De bekwame Nederlandsche tuinbouwkundige de heer A.G.G. Sutherland Rooijaards geeft over de manier van kamerplanten te behandelen de volgende nuttige wenken:
Zoo menig liefhebber van planten zou gaarne er wat meer in zijne kamer hebben, doch meer dan eene proefneming welke mislukte, overtuigde hem al spoedig dat zijne kamer ongeschikt was om planten te herbergen.

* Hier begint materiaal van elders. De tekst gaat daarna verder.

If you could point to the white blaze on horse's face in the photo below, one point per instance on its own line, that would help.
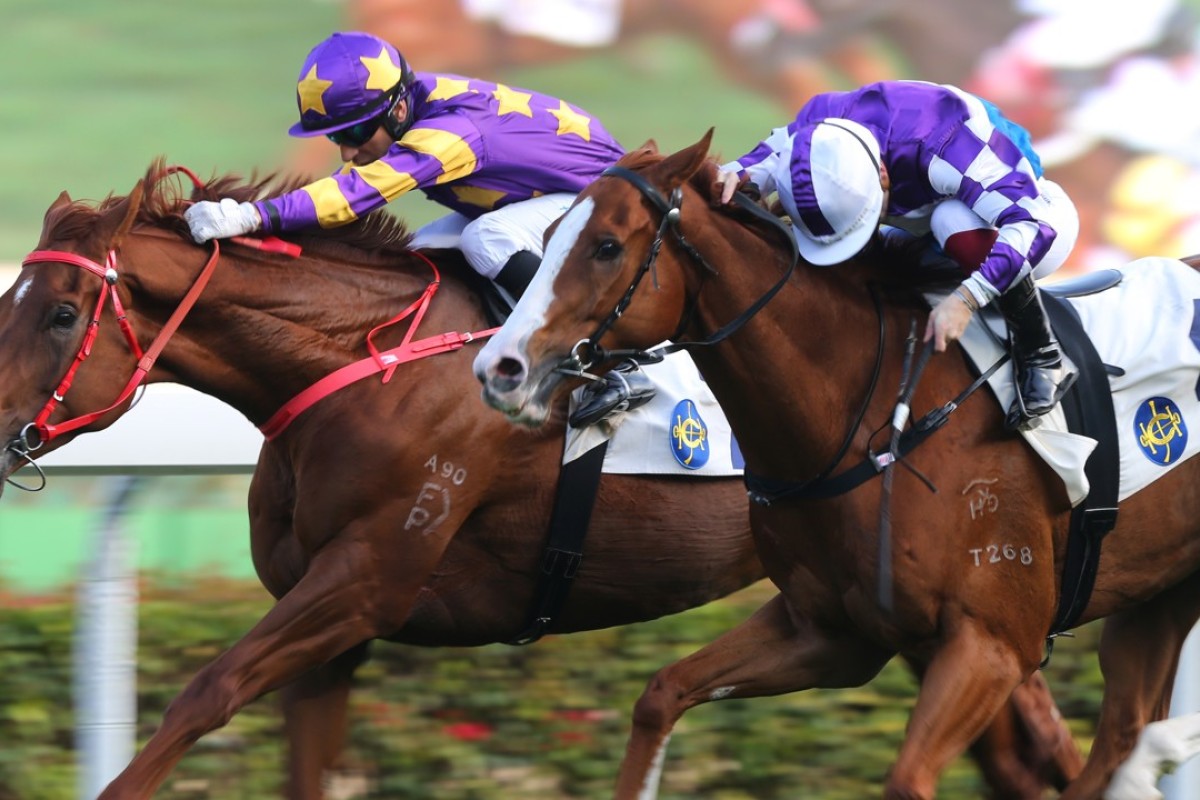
(22, 290)
(531, 312)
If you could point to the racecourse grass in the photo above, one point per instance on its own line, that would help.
(94, 90)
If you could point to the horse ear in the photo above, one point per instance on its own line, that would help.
(677, 168)
(61, 202)
(132, 204)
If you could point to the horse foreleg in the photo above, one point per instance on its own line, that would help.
(315, 716)
(331, 609)
(1027, 746)
(964, 686)
(1139, 655)
(766, 655)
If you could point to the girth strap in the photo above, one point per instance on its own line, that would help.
(574, 500)
(1087, 407)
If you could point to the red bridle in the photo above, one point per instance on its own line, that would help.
(378, 361)
(41, 426)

Mis, vriend, het ligt niet aan de kamer, dat uwe planten gestorven zijn. Er zijn plant-soorten genoeg te vinden, welke het in het meest ongeschikte lokaal goed uithouden; dus nog eens, de kamer draagt de schuld niet. Maar wie dan? - Gij zelf.

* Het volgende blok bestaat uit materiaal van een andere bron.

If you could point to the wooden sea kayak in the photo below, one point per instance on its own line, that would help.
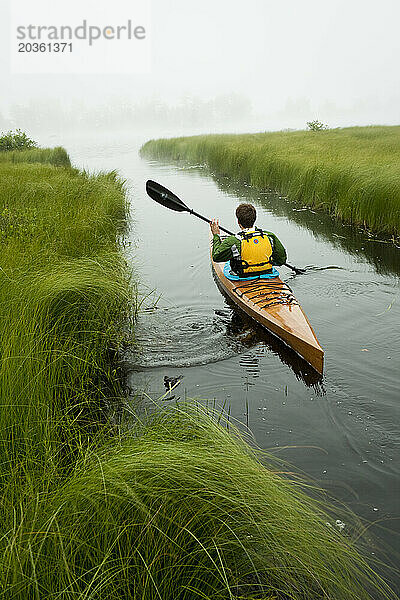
(271, 303)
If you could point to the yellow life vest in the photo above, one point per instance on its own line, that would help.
(255, 254)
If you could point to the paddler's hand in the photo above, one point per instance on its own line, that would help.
(214, 226)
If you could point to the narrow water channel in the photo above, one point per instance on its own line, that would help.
(342, 431)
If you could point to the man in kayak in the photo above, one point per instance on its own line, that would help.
(253, 251)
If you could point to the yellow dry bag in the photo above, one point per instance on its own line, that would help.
(255, 254)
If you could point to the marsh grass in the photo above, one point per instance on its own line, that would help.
(175, 508)
(352, 173)
(181, 509)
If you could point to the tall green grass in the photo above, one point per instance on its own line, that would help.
(182, 509)
(52, 156)
(65, 297)
(352, 173)
(175, 508)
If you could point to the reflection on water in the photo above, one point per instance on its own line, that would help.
(344, 430)
(377, 250)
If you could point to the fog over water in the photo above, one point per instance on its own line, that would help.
(226, 66)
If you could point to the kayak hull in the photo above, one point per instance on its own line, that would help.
(272, 304)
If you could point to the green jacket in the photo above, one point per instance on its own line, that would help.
(222, 248)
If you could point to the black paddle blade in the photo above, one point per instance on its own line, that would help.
(163, 196)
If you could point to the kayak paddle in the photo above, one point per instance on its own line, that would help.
(165, 197)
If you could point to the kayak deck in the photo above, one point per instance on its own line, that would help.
(272, 304)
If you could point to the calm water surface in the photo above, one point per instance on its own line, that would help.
(343, 431)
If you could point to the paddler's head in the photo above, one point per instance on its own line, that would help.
(246, 215)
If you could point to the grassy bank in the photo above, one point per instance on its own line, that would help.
(352, 173)
(175, 509)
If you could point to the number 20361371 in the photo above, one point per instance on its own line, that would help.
(45, 47)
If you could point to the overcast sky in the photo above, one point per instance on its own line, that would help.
(344, 52)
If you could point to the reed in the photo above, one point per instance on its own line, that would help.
(181, 509)
(176, 507)
(352, 172)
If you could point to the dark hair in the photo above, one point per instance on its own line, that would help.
(246, 215)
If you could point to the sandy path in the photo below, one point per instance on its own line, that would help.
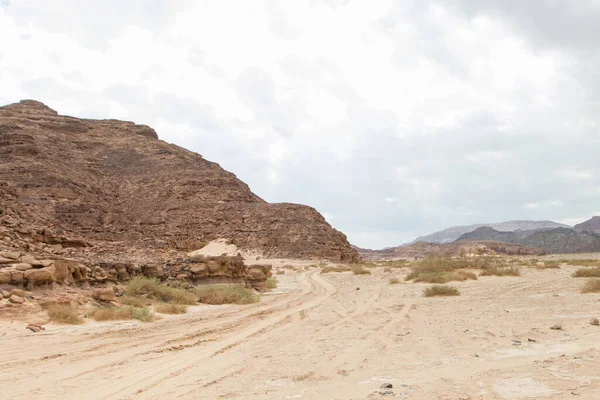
(321, 338)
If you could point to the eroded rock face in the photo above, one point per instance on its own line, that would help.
(71, 183)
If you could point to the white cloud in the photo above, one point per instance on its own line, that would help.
(460, 112)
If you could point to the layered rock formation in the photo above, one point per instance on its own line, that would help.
(77, 183)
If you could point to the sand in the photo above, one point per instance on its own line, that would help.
(330, 336)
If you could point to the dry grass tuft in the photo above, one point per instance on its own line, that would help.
(272, 283)
(225, 294)
(440, 290)
(337, 268)
(584, 262)
(63, 314)
(591, 286)
(501, 271)
(122, 313)
(587, 273)
(154, 289)
(171, 309)
(360, 270)
(548, 265)
(134, 301)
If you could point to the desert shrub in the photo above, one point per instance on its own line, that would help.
(336, 268)
(591, 286)
(584, 262)
(587, 273)
(272, 283)
(440, 290)
(134, 301)
(225, 294)
(548, 264)
(171, 308)
(122, 313)
(63, 314)
(501, 271)
(360, 270)
(154, 289)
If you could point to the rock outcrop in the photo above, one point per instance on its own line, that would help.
(73, 183)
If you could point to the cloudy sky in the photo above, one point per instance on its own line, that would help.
(392, 118)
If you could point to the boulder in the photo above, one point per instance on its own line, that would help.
(5, 276)
(16, 299)
(22, 266)
(106, 294)
(12, 255)
(40, 276)
(256, 274)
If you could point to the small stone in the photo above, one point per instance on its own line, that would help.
(16, 299)
(18, 292)
(35, 328)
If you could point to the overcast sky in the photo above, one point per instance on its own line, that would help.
(392, 118)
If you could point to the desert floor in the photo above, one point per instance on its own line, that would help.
(329, 336)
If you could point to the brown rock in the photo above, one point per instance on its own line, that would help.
(16, 299)
(170, 193)
(22, 266)
(40, 276)
(18, 292)
(35, 328)
(104, 294)
(12, 255)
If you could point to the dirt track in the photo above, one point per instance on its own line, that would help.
(323, 338)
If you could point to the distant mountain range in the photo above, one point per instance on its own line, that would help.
(451, 234)
(558, 240)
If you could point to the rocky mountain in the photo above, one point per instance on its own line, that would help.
(80, 182)
(558, 240)
(451, 234)
(591, 225)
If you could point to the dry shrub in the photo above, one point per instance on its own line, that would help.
(584, 262)
(336, 268)
(587, 273)
(440, 290)
(122, 313)
(225, 294)
(360, 270)
(501, 271)
(171, 309)
(272, 283)
(444, 276)
(63, 314)
(548, 264)
(134, 301)
(154, 289)
(591, 286)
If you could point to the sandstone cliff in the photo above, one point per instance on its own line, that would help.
(77, 182)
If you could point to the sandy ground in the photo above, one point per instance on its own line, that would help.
(331, 336)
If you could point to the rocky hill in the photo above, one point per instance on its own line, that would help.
(558, 240)
(78, 182)
(451, 234)
(592, 225)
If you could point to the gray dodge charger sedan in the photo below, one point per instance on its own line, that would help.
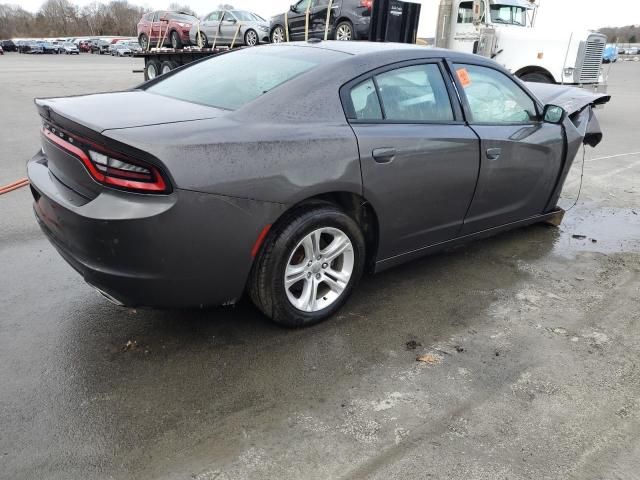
(288, 170)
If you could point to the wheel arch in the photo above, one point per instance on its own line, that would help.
(535, 69)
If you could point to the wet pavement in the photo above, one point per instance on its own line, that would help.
(532, 341)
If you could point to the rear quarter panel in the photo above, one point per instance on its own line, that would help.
(282, 163)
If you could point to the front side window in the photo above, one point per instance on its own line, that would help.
(231, 80)
(493, 97)
(415, 94)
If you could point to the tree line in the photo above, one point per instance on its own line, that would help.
(61, 18)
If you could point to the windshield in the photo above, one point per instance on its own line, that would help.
(234, 79)
(509, 14)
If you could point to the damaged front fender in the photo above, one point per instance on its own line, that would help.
(581, 126)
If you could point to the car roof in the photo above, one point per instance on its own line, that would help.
(387, 50)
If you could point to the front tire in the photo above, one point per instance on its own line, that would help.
(308, 266)
(251, 38)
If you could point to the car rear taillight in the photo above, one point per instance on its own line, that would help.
(107, 167)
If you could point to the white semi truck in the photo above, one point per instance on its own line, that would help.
(505, 31)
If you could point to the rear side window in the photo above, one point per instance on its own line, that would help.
(465, 12)
(413, 94)
(234, 79)
(493, 97)
(365, 101)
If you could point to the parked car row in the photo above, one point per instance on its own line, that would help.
(348, 20)
(8, 46)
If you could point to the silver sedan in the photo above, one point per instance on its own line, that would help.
(227, 27)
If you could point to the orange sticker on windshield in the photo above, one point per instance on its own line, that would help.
(464, 77)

Ik wil gelooven dat gij in de eerste dagen nadat gij uwe planten hadt gekocht, trouw water gaaft, en haar de vereischte zorg wijddet. Maar later, - het nieuwe was er uit, - gij vergat dikwijls de planten te begieten en indien gij dan na eenige dagen met uw gieter eindelijk aankwaamt, hoe jammer, de bladeren waren verdroogd en gebogen en dikwijls de zoo duur betaalde planten dood. Wilt gij werkelijk en in allen ernst schoone planten in uwe woonvertrekken, heb er dan ook de noodige zorg voor over en geef niet aan de kamer, aan het weer of aan den bloemist de schuld indien uwe planten door gebrek aan zorg te niet gaan, of verkeerd behandeld worden. Wilt ge dus uwe planten goed houden, houd dan de volgende algemeene regels in het oog:
1. Bij vriezend weder in het geheel geen water geven.
2. Vertroetel de planten niet, door ze (onnoodig en schadelijk) bij de kachel de plaatsen; alleen bij zeer hevige vorst, wanneer om zoo te zeggen het steen en been vriest, breng dan die planten welke door die hevige koude schade kunnen lijden in uwe slaapkamer of huiskamer.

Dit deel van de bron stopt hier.